Duchenne type muscular dystrophy

This is the most frequent type. While girls may be carriers and mildly affected, it is many times more frequent in boys.

Signs and symptoms, which usually develop in early childhood, may include:

• Triumphant falls
• Trouble standing up from lying down or sitting
• Difficulty running and jumping
• Waddling gait
• Walking on the toes
• Increased calf muscle size
• Muscle pain and stiffness
• Learning disabilities
• Delayed growth

Becker muscular dystrophy

Signs and symptoms resemble those of Duchenne muscular dystrophy but are usually milder and less rapidly progressive. Symptoms usually appear in the teenage years but may not until the mid-20s or beyond.

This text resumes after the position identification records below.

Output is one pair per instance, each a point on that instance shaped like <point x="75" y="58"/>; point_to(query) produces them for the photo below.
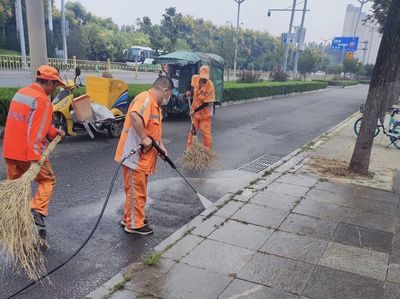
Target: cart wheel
<point x="115" y="129"/>
<point x="60" y="123"/>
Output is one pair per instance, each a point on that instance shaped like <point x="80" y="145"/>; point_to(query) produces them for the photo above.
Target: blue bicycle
<point x="394" y="126"/>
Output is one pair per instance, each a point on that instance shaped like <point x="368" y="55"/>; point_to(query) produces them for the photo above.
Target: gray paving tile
<point x="184" y="281"/>
<point x="326" y="283"/>
<point x="323" y="210"/>
<point x="393" y="274"/>
<point x="128" y="294"/>
<point x="275" y="200"/>
<point x="242" y="235"/>
<point x="373" y="221"/>
<point x="219" y="257"/>
<point x="342" y="189"/>
<point x="277" y="272"/>
<point x="229" y="209"/>
<point x="298" y="180"/>
<point x="287" y="189"/>
<point x="208" y="226"/>
<point x="348" y="191"/>
<point x="142" y="277"/>
<point x="300" y="248"/>
<point x="244" y="289"/>
<point x="363" y="237"/>
<point x="355" y="201"/>
<point x="182" y="247"/>
<point x="355" y="260"/>
<point x="392" y="291"/>
<point x="309" y="226"/>
<point x="259" y="215"/>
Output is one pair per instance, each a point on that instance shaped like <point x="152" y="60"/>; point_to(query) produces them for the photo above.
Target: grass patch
<point x="151" y="259"/>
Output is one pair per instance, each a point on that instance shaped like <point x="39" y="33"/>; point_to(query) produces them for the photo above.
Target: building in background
<point x="364" y="32"/>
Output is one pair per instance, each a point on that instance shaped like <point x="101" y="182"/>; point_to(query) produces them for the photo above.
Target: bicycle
<point x="394" y="126"/>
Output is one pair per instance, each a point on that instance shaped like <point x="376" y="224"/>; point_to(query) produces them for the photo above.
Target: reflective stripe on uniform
<point x="26" y="100"/>
<point x="146" y="103"/>
<point x="36" y="146"/>
<point x="132" y="199"/>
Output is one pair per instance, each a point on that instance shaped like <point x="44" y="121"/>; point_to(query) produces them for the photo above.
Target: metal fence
<point x="17" y="63"/>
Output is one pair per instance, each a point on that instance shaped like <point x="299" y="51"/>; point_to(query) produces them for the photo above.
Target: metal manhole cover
<point x="260" y="163"/>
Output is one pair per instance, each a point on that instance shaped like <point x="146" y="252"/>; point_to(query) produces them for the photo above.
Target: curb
<point x="290" y="161"/>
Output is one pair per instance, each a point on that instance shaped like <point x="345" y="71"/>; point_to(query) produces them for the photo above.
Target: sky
<point x="324" y="20"/>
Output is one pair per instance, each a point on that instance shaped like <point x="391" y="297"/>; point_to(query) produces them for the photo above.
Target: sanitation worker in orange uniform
<point x="29" y="123"/>
<point x="201" y="110"/>
<point x="143" y="120"/>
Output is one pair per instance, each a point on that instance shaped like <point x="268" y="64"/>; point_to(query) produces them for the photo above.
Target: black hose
<point x="91" y="233"/>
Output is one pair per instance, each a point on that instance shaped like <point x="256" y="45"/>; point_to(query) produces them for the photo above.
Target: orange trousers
<point x="203" y="125"/>
<point x="46" y="180"/>
<point x="135" y="185"/>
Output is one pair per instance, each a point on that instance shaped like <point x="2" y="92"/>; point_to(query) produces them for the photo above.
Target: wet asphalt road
<point x="84" y="169"/>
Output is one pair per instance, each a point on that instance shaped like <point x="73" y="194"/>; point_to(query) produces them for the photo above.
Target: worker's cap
<point x="47" y="72"/>
<point x="204" y="72"/>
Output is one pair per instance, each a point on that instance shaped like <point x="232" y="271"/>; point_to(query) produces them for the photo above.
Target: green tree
<point x="308" y="62"/>
<point x="352" y="66"/>
<point x="171" y="27"/>
<point x="383" y="88"/>
<point x="6" y="13"/>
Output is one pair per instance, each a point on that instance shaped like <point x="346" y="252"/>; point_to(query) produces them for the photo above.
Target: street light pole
<point x="36" y="35"/>
<point x="300" y="46"/>
<point x="362" y="2"/>
<point x="63" y="31"/>
<point x="290" y="32"/>
<point x="21" y="32"/>
<point x="237" y="37"/>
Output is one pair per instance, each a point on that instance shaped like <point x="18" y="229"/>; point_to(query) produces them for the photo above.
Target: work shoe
<point x="123" y="223"/>
<point x="38" y="218"/>
<point x="145" y="230"/>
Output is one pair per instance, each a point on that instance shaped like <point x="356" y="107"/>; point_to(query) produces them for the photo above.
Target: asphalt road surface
<point x="84" y="169"/>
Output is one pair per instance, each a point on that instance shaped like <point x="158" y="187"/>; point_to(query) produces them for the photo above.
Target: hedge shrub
<point x="343" y="83"/>
<point x="237" y="92"/>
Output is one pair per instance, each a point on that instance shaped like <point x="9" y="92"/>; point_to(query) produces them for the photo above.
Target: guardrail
<point x="17" y="63"/>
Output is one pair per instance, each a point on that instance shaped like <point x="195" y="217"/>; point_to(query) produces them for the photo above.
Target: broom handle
<point x="49" y="149"/>
<point x="192" y="129"/>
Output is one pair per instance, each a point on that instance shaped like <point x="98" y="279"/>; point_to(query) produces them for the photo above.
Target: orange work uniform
<point x="202" y="118"/>
<point x="138" y="167"/>
<point x="28" y="123"/>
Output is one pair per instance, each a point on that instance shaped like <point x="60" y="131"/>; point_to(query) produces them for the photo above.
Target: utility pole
<point x="50" y="15"/>
<point x="290" y="33"/>
<point x="362" y="2"/>
<point x="36" y="35"/>
<point x="237" y="37"/>
<point x="300" y="43"/>
<point x="21" y="32"/>
<point x="365" y="49"/>
<point x="63" y="31"/>
<point x="372" y="29"/>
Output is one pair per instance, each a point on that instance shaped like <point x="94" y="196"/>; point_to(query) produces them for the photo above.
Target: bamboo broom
<point x="197" y="157"/>
<point x="18" y="233"/>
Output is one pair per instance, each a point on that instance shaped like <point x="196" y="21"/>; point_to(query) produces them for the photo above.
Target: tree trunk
<point x="382" y="88"/>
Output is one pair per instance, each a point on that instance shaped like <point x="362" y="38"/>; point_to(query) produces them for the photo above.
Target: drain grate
<point x="260" y="163"/>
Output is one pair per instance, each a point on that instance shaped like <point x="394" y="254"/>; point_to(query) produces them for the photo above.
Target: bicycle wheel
<point x="357" y="126"/>
<point x="395" y="141"/>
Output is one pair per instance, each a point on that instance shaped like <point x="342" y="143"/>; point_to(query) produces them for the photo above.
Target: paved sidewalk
<point x="296" y="232"/>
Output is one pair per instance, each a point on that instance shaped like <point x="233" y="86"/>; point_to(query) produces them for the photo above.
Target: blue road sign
<point x="349" y="44"/>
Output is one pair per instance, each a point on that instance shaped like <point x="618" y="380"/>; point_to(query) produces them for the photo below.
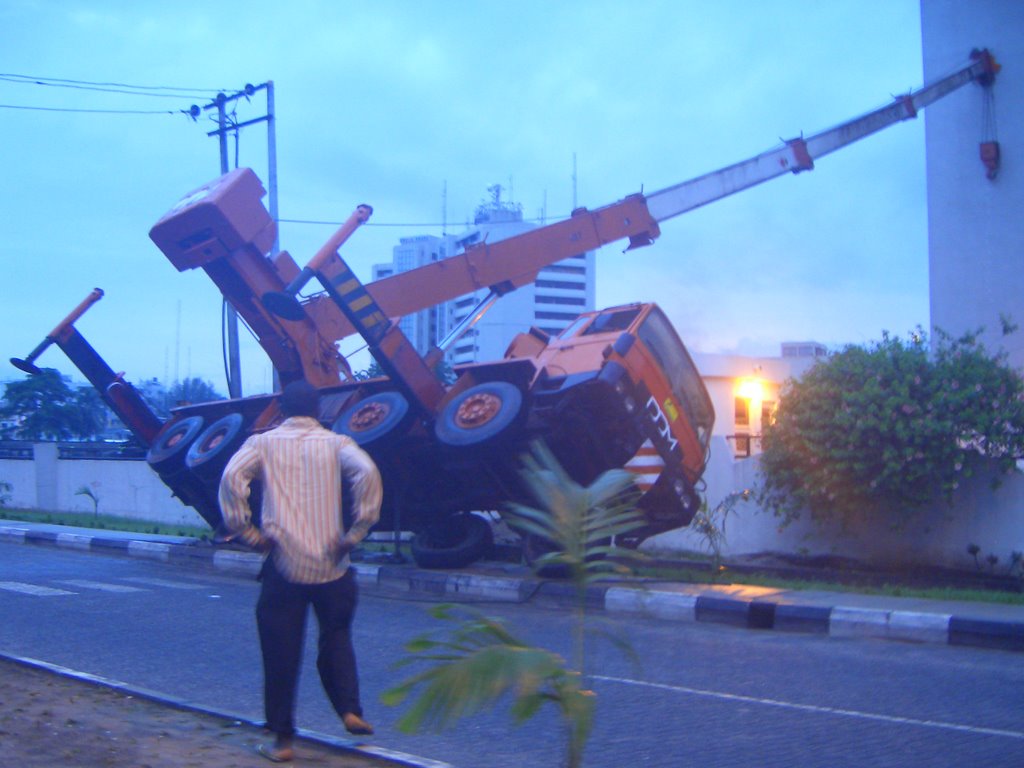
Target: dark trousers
<point x="281" y="619"/>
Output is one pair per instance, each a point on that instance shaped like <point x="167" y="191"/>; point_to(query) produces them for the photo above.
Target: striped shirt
<point x="300" y="465"/>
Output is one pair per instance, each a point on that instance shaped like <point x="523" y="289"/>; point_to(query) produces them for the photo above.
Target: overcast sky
<point x="391" y="102"/>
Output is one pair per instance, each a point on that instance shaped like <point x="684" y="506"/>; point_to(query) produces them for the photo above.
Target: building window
<point x="555" y="315"/>
<point x="559" y="284"/>
<point x="742" y="412"/>
<point x="573" y="300"/>
<point x="564" y="269"/>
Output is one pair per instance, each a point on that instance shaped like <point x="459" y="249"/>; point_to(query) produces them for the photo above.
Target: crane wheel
<point x="168" y="451"/>
<point x="374" y="418"/>
<point x="216" y="441"/>
<point x="478" y="414"/>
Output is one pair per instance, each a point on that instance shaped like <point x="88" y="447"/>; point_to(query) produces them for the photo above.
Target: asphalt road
<point x="698" y="695"/>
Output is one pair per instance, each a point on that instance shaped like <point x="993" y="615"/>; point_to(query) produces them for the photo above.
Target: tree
<point x="884" y="430"/>
<point x="44" y="407"/>
<point x="481" y="660"/>
<point x="193" y="390"/>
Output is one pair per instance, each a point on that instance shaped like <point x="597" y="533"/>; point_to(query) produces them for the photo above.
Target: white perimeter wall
<point x="125" y="488"/>
<point x="938" y="536"/>
<point x="983" y="516"/>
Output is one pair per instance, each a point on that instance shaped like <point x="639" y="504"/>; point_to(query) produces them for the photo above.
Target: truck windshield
<point x="659" y="337"/>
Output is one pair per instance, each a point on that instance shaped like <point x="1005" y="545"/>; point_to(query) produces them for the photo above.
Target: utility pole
<point x="224" y="126"/>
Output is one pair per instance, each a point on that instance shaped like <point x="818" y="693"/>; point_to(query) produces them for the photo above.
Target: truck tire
<point x="168" y="451"/>
<point x="374" y="418"/>
<point x="216" y="441"/>
<point x="454" y="542"/>
<point x="478" y="414"/>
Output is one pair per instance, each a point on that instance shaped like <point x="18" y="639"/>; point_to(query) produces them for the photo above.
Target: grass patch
<point x="104" y="522"/>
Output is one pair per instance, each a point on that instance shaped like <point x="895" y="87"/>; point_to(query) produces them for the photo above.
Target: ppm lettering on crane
<point x="660" y="422"/>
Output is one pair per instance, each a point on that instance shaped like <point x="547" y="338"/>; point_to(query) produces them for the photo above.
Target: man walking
<point x="300" y="465"/>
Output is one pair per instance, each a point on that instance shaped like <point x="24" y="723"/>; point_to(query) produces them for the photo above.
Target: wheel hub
<point x="369" y="416"/>
<point x="477" y="410"/>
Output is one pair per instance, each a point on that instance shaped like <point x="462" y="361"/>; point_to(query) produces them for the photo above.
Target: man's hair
<point x="300" y="398"/>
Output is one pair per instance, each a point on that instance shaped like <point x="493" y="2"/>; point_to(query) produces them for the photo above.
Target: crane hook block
<point x="989" y="152"/>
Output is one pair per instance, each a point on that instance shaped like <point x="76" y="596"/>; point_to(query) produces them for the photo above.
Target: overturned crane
<point x="616" y="388"/>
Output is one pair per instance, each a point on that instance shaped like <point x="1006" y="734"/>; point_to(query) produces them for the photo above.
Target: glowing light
<point x="751" y="389"/>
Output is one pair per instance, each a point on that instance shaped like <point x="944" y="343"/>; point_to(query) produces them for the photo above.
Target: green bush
<point x="884" y="430"/>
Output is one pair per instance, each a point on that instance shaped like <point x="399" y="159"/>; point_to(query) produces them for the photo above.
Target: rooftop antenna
<point x="573" y="182"/>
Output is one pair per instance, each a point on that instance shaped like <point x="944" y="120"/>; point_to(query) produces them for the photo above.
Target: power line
<point x="154" y="91"/>
<point x="137" y="90"/>
<point x="322" y="222"/>
<point x="104" y="112"/>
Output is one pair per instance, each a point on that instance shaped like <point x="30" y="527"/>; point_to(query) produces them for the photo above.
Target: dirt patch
<point x="48" y="720"/>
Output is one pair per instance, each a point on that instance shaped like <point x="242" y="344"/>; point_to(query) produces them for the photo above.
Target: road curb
<point x="342" y="744"/>
<point x="836" y="620"/>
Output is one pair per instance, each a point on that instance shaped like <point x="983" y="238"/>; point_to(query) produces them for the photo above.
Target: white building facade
<point x="975" y="231"/>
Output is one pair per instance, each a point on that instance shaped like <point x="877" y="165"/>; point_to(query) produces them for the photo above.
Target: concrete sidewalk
<point x="833" y="613"/>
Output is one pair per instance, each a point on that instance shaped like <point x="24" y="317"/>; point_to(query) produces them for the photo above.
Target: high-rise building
<point x="561" y="292"/>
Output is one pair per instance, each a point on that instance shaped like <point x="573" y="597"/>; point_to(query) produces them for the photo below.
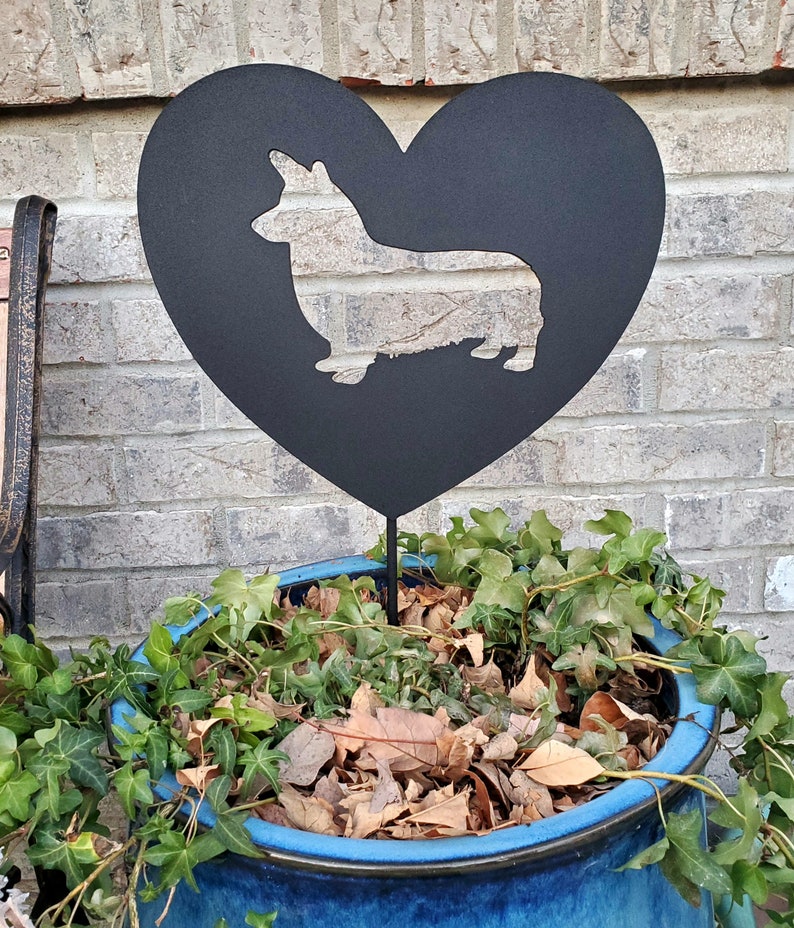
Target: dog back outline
<point x="385" y="292"/>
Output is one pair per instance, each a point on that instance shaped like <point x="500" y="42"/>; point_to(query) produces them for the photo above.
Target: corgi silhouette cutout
<point x="368" y="299"/>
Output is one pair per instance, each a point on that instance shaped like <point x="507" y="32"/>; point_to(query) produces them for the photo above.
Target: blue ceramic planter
<point x="558" y="871"/>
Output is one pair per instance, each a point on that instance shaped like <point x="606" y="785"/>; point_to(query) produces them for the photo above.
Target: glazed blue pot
<point x="559" y="871"/>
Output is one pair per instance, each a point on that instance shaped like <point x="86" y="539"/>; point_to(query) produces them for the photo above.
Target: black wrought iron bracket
<point x="25" y="258"/>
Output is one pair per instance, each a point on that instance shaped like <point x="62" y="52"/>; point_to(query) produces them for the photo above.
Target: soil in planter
<point x="454" y="722"/>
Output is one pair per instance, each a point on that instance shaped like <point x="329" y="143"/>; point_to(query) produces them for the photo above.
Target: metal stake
<point x="391" y="571"/>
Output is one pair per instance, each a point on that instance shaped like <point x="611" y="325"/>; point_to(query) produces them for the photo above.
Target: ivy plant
<point x="222" y="706"/>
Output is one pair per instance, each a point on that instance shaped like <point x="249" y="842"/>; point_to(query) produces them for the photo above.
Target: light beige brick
<point x="125" y="540"/>
<point x="80" y="610"/>
<point x="723" y="378"/>
<point x="784" y="46"/>
<point x="227" y="415"/>
<point x="30" y="67"/>
<point x="779" y="586"/>
<point x="375" y="40"/>
<point x="109" y="42"/>
<point x="783" y="465"/>
<point x="649" y="453"/>
<point x="715" y="141"/>
<point x="740" y="519"/>
<point x="146" y="596"/>
<point x="44" y="164"/>
<point x="637" y="38"/>
<point x="721" y="224"/>
<point x="198" y="37"/>
<point x="117" y="156"/>
<point x="704" y="308"/>
<point x="286" y="33"/>
<point x="120" y="405"/>
<point x="76" y="332"/>
<point x="551" y="36"/>
<point x="460" y="41"/>
<point x="176" y="469"/>
<point x="144" y="332"/>
<point x="97" y="249"/>
<point x="617" y="386"/>
<point x="730" y="37"/>
<point x="77" y="475"/>
<point x="521" y="467"/>
<point x="289" y="535"/>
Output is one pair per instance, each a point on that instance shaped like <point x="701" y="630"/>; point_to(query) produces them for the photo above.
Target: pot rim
<point x="686" y="751"/>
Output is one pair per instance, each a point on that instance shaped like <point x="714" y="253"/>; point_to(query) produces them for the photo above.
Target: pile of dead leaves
<point x="387" y="771"/>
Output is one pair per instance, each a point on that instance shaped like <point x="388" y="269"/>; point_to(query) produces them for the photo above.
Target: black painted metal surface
<point x="555" y="170"/>
<point x="31" y="250"/>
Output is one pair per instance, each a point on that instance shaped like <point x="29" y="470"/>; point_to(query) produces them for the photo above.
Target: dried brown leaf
<point x="475" y="645"/>
<point x="324" y="600"/>
<point x="610" y="709"/>
<point x="366" y="699"/>
<point x="309" y="749"/>
<point x="308" y="812"/>
<point x="487" y="678"/>
<point x="387" y="790"/>
<point x="442" y="807"/>
<point x="528" y="792"/>
<point x="406" y="740"/>
<point x="557" y="764"/>
<point x="501" y="747"/>
<point x="267" y="703"/>
<point x="197" y="729"/>
<point x="198" y="777"/>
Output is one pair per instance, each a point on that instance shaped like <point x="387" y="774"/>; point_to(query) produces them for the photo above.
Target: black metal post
<point x="391" y="571"/>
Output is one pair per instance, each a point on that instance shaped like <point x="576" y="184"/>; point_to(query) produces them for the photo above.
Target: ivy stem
<point x="81" y="887"/>
<point x="695" y="781"/>
<point x="781" y="841"/>
<point x="655" y="660"/>
<point x="135" y="875"/>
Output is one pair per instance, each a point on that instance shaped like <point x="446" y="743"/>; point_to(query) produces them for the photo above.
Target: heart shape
<point x="552" y="169"/>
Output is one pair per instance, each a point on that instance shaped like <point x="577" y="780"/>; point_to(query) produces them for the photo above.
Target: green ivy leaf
<point x="176" y="856"/>
<point x="614" y="522"/>
<point x="158" y="649"/>
<point x="749" y="879"/>
<point x="15" y="795"/>
<point x="688" y="857"/>
<point x="774" y="709"/>
<point x="76" y="746"/>
<point x="132" y="787"/>
<point x="742" y="814"/>
<point x="647" y="857"/>
<point x="189" y="700"/>
<point x="232" y="590"/>
<point x="234" y="836"/>
<point x="262" y="760"/>
<point x="731" y="674"/>
<point x="156" y="752"/>
<point x="76" y="856"/>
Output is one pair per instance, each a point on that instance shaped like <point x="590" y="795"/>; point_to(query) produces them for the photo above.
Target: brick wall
<point x="151" y="482"/>
<point x="106" y="49"/>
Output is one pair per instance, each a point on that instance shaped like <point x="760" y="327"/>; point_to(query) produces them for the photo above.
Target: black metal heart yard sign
<point x="547" y="186"/>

Other forms of muscular dystrophy

Some forms of muscular dystrophy are characterized by a unique feature or by the location within the body where symptoms start. Some examples are:

• Myotonic: This is due to an inability to relax muscles after contractions. Facial and neck muscles tend to be affected first. Individuals with this type tend to have long, narrow faces; hanging eyelids; and swan necks.
• Facioscapulohumeral (FSHD): Weakness in the muscles normally starts in the face, hip, and shoulders. Shoulder blades may protrude as wings when arms are lifted. It usually starts in the teenage years, but may start in childhood or as late as 50 years of age.
• Congenital: It affects both boys and girls and is evident at birth or by the age of 2. There are some types that advance slowly and only bring slight disability, but others advance rapidly and bring complete impairment.
• Limb-girdle: Hip and shoulder muscles are usually affected first in muscular dystrophy. People with this condition might have trouble lifting the front part of their foot, which can make them trip often. Symptoms usually start in childhood or the teenage years.

What Causes Muscular Dystrophy?

Some genes help make proteins that protect muscle fibers. When one of these genes is faulty, it can cause muscular dystrophy.

Each type of muscular dystrophy is due to a genetic mutation specific to that type of disease. Most are inherited.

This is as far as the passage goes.